Sicherheitspolitische Allianz gegen Iran
Die Israelis haben dort eine Leistungsschau ihrer Luftabwehr für den US-Präsidenten aufgebaut: Vom mittlerweile fast legendären "Iron Dome"-System gegen Kurzstreckenraketen bis hin zum futuristischen "Iron Beam"-System, einem Laser, der in zwei Jahren alle Arten von Raketen und Geschossen vom Himmel holen soll. Die USA sollen Geld für Ersatzbeschaffungen geben, selbst vielleicht den neuen "Iron Beam" ordern - und die Beschaffung in den arabischen Nachbarstaaten fördern.
Ja, richtig gehört.
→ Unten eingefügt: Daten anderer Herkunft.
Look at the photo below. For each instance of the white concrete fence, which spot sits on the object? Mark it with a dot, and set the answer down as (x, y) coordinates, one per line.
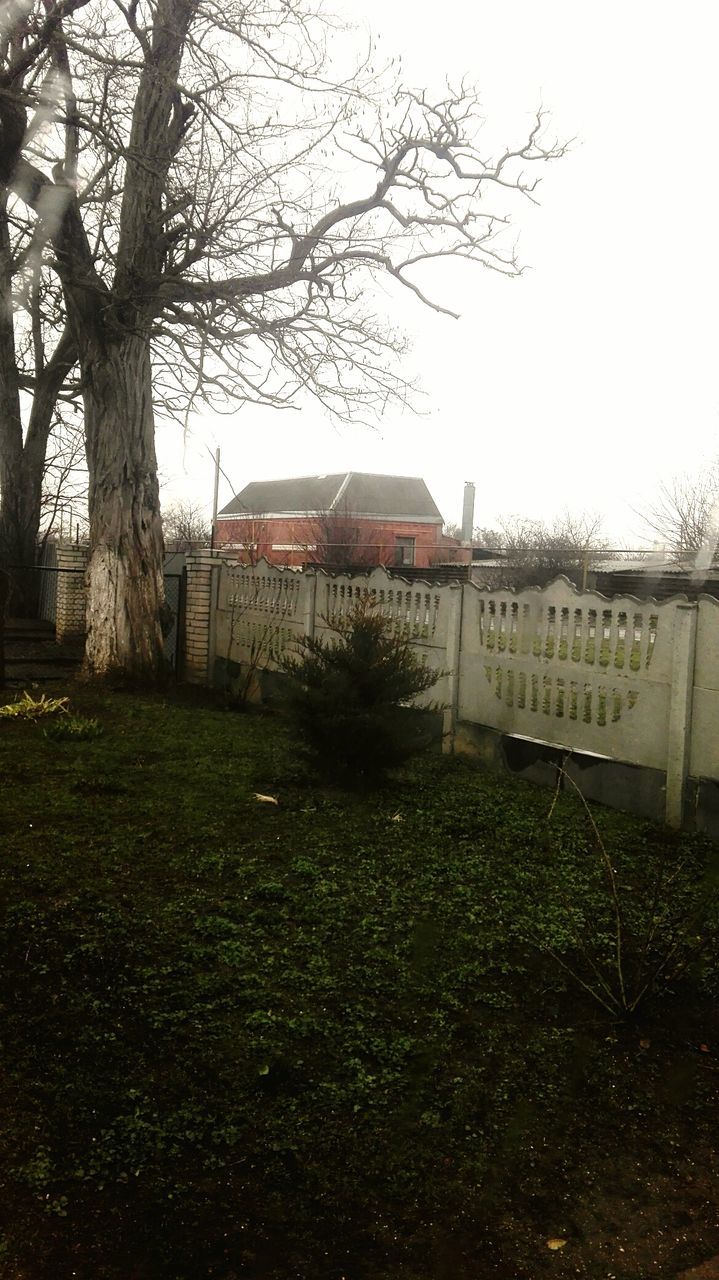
(623, 680)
Israelische Waffen für die ehemaligen arabischen Todfeinde. Fast unbemerkt von der Weltöffentlichkeit hat sich das wirtschaftspolitische Bündnis der Abraham-Friedensverträge zwischen Israel und einigen arabischen Ländern in eine sicherheitspolitische Partnerschaft verwandelt. Auch Ägypten, Jordanien und Katar sind dabei.
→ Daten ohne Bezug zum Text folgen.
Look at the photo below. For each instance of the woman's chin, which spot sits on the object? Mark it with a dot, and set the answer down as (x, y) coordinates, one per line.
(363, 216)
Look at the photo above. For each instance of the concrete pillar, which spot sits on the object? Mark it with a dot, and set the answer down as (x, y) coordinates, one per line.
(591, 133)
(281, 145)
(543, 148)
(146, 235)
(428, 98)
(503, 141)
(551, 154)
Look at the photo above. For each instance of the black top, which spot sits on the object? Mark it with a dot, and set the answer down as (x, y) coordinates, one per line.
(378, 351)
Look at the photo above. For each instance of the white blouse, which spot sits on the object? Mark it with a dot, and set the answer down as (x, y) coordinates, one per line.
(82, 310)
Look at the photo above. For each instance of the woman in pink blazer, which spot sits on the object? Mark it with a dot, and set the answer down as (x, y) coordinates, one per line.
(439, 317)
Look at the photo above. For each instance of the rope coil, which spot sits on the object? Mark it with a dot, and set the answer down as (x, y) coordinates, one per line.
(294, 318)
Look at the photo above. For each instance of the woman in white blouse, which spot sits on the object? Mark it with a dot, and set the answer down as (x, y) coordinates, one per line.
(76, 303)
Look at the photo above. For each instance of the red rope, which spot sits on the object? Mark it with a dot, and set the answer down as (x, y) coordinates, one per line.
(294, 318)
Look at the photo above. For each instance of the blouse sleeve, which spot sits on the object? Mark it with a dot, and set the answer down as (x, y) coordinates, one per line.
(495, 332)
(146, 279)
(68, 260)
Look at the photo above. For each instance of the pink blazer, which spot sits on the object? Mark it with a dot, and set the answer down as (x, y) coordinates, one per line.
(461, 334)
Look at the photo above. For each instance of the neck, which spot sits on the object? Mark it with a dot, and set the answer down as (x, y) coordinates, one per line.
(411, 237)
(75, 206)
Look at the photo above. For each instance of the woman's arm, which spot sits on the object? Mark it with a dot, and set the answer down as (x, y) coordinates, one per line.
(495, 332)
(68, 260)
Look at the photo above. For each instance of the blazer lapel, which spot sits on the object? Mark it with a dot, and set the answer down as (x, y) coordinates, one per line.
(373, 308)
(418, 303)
Möglich geworden ist diese neue Allianz durch den in der Region brachial Hegemonie und nukleare Macht anstrebenden Iran. Der Feind des Feindes stiftet neue Freundschaften. Nun soll ein gemeinsames Bündnis zur Abwehr des Iran entstehen.
Fehlt noch im Bunde: Saudi-Arabien
Nur ein wichtiger Eckstein fehlt noch: Saudi-Arabien, der größte und mächtigste islamische Staat in der Region neben dem Iran. Zwar gibt es unter der Hand enge Kontakte mit Israel. Und erstmals in der Geschichte gestatten die Saudis mit Joe Biden einem Fluggast den Direktflug von Tel Aviv nach Jedda. Doch noch zieren sich die Öl-Prinzen. Der Grund: die ungelöste Palästina-Frage.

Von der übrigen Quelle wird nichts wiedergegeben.